Additionally, the report found the number of chronically homeless individuals nearly doubled in the Balance of State Continuum of Care, which is made up of local homeless coordinating committees covering 25 counties across the state outside Salt Lake County, and the Mountainland Continuum of Care, which is made up of Summit, Utah and Wasatch counties. That increase highlights “the need for affordable housing options and resources, including permanent supportive housing, throughout the state,” the report states.
The report did spotlight at least one success area, however. About 93% of individuals who are enrolled in permanent housing projects other than rapid rehousing successfully exit or retain housing. That shows “the system is highly effective in keeping the most vulnerable housed,” the report says.
However, housing continues to be a major bottleneck for Utah’s homeless system.

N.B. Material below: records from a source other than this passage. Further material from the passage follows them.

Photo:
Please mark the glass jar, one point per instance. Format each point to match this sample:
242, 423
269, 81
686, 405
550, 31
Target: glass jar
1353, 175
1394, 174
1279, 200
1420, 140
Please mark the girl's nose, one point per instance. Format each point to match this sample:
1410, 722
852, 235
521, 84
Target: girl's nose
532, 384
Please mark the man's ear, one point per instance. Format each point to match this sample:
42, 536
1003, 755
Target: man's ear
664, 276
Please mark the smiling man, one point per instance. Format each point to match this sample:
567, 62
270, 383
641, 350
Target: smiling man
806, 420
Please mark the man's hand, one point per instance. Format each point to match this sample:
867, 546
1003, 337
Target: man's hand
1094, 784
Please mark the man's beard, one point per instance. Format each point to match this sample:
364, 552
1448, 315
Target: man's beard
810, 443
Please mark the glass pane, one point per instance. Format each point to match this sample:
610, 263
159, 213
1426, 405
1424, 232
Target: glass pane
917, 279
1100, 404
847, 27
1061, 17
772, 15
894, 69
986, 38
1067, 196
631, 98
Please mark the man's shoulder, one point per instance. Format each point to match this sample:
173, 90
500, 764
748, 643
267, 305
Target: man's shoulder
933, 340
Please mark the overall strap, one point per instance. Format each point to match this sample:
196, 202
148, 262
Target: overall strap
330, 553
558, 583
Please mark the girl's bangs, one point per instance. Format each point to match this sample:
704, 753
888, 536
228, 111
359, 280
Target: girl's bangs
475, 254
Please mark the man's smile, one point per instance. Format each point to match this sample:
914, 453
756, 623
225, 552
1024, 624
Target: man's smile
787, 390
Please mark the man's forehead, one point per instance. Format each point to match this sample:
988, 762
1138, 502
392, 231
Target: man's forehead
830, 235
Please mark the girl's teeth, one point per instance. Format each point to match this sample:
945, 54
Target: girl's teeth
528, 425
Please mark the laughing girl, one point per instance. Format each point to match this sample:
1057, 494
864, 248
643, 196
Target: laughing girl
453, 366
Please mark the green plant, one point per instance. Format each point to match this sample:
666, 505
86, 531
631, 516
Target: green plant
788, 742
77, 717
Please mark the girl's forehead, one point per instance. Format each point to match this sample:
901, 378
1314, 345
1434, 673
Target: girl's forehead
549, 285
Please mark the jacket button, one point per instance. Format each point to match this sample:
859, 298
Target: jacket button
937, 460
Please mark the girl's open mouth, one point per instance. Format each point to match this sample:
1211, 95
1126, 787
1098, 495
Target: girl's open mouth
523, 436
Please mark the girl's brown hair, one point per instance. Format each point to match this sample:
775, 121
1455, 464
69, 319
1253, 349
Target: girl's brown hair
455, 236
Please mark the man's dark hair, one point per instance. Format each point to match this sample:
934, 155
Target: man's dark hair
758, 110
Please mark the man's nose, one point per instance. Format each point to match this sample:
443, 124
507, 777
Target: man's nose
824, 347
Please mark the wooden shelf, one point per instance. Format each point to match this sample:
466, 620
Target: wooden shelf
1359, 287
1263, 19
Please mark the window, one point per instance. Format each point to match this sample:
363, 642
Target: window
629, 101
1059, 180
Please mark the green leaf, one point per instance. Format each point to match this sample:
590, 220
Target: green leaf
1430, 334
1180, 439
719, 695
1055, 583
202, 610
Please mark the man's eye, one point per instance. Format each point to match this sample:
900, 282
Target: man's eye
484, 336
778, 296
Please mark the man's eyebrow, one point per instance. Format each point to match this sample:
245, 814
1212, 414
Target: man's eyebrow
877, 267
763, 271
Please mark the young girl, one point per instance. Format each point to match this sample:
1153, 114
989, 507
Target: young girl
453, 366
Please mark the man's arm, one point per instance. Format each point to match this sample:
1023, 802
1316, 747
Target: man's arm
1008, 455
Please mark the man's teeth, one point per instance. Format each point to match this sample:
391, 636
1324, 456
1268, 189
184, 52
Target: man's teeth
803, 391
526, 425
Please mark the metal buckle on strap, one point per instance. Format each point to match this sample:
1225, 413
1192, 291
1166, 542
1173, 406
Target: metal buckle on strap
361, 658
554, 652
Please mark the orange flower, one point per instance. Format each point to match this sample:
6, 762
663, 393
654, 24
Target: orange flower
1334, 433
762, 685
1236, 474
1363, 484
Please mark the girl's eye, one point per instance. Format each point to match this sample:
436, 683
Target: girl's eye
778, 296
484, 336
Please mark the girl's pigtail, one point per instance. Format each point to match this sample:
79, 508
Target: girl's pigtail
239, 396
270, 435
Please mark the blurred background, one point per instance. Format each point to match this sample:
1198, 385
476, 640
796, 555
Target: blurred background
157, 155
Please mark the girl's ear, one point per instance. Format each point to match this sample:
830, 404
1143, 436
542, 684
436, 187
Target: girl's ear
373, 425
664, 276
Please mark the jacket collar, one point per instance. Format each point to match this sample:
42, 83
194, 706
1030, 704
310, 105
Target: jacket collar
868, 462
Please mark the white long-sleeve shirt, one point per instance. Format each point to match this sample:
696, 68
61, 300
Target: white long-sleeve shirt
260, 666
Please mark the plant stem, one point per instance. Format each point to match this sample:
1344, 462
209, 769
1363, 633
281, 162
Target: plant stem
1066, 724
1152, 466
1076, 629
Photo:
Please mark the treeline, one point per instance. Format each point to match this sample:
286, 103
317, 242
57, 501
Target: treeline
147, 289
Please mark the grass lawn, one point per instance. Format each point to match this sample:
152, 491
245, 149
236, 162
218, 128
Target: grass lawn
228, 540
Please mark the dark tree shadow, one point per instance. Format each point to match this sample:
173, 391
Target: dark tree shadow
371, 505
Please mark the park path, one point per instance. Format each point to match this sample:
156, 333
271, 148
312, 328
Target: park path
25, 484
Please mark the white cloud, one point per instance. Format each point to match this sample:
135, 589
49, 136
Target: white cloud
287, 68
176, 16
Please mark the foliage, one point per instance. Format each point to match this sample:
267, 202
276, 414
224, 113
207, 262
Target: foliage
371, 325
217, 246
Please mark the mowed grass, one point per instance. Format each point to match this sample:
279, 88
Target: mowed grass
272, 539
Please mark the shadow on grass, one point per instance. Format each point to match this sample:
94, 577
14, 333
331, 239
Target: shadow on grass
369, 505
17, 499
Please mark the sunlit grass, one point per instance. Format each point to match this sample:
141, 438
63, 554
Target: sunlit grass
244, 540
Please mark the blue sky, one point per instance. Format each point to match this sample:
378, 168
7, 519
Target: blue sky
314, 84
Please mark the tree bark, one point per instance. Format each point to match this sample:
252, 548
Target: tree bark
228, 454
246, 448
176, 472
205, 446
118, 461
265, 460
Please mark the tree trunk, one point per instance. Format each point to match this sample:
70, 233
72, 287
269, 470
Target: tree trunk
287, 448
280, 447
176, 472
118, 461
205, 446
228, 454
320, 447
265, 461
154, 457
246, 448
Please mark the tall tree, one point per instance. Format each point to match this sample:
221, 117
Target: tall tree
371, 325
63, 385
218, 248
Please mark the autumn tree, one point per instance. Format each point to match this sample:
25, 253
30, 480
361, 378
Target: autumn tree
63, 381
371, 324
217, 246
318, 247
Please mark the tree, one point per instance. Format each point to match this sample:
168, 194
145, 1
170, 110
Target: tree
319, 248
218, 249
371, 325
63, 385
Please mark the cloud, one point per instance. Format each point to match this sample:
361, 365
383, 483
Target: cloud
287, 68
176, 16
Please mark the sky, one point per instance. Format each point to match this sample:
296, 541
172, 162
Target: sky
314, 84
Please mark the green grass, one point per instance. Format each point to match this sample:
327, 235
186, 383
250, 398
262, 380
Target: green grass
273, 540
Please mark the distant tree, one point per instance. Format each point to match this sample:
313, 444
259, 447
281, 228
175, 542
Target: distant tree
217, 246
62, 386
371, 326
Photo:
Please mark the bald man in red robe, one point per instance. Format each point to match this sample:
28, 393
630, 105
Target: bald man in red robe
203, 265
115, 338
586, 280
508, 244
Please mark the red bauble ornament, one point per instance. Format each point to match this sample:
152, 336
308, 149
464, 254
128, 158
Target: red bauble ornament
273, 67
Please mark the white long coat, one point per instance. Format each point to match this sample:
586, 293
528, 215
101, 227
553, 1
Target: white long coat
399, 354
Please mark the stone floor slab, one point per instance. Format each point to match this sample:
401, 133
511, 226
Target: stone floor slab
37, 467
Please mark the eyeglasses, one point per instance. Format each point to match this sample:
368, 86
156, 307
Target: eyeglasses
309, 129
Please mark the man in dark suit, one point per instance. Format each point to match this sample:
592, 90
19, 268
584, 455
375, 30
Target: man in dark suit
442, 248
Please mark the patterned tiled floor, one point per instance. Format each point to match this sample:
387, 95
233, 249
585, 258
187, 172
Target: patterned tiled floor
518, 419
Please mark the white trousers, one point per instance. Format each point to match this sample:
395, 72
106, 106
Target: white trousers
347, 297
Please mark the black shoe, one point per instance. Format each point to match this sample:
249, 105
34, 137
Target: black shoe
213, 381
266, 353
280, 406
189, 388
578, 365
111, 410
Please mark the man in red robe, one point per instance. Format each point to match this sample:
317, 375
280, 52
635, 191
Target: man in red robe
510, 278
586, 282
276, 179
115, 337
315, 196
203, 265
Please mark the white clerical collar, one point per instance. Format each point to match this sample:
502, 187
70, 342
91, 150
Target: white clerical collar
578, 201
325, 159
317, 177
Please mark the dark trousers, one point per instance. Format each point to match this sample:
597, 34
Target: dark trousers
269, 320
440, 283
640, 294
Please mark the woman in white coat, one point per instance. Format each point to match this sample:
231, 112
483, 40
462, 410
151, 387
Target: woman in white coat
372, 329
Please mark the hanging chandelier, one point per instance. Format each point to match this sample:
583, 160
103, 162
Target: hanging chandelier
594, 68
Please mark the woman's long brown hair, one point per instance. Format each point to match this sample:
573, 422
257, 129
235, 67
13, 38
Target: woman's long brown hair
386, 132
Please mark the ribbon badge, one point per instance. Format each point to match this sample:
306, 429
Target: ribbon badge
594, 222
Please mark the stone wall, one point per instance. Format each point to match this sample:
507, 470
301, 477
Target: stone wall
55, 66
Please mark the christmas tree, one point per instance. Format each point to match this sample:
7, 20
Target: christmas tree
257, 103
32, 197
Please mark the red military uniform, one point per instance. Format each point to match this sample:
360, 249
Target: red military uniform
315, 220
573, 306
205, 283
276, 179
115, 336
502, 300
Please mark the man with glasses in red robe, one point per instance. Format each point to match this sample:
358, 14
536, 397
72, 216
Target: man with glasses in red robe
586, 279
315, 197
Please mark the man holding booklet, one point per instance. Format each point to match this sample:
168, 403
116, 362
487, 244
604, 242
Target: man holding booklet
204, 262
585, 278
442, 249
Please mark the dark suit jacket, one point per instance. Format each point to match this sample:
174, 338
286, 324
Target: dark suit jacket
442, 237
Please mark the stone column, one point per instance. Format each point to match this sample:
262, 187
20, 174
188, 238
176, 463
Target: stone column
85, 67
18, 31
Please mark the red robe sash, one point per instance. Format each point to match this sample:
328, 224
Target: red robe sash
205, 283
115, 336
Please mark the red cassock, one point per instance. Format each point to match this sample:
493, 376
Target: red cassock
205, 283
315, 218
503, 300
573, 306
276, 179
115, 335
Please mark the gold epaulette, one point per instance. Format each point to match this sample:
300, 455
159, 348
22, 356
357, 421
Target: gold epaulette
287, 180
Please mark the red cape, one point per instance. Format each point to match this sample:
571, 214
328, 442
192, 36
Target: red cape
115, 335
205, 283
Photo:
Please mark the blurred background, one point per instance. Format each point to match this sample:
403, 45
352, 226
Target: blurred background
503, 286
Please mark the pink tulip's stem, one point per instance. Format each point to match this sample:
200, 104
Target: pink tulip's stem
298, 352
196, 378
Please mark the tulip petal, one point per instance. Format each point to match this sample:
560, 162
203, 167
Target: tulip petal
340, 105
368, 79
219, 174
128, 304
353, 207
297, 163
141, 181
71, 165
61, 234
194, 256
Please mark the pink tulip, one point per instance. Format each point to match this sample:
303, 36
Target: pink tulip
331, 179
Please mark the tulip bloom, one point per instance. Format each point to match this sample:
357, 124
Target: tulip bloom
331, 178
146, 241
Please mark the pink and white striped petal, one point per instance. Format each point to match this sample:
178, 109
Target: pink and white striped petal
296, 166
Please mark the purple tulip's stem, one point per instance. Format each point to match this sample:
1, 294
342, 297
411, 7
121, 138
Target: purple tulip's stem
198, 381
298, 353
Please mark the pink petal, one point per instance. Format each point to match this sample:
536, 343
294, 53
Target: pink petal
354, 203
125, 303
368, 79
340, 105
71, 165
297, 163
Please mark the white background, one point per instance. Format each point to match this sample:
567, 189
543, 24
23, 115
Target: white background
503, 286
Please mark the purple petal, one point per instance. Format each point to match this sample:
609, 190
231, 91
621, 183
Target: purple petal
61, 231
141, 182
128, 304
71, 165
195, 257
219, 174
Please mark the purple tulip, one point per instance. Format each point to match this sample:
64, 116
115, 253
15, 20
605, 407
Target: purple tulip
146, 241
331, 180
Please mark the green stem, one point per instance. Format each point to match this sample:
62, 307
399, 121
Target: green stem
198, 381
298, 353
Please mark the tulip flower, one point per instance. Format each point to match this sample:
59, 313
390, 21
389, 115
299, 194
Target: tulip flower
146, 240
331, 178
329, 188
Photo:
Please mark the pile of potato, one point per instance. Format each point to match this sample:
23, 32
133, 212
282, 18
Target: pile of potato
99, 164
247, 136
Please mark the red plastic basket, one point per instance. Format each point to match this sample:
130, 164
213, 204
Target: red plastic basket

The report found that of the state’s 999 rapid rehousing beds and 174 other permanent supportive housing beds, 100% were being utilized the day of the Point-in-Time count. And of the state’s 3,085 permanent supportive housing, they were almost all filled, with 93% in use.
That shows there’s still a need to increase affordable housing options, rapid rehousing and permanent supportive housing for Utahns, Davis said.
“The key to reducing the time that people experience homelessness, and therefore decreasing the number of homeless people at any given time, is to increase affordable housing and provide access to that housing,” Jonathan Hardy, Housing and Community Development Division director, said in a statement issued Friday.
“The solution to homelessness is housing. As we help people move from homelessness to a permanent housing situation more efficiently, we get closer to the state’s goals of making homelessness rare, brief and non-recurring.”
The housing inventory also showed Utah isn’t fully utilizing its emergency shelter and transitional housing beds. Of the 2,563 emergency shelter beds available on the night of the Point-in-Time count, only 2,034 beds were being used, an occupancy rate of 79%. Of the 550 transitional housing beds, only 393 beds were being used, a 71% rate, according to the report. Many of those unused emergency shelter beds are dedicated to certain groups, including domestic violence victims and youth, so they weren’t necessarily available to other people the night of the count, according to state officials.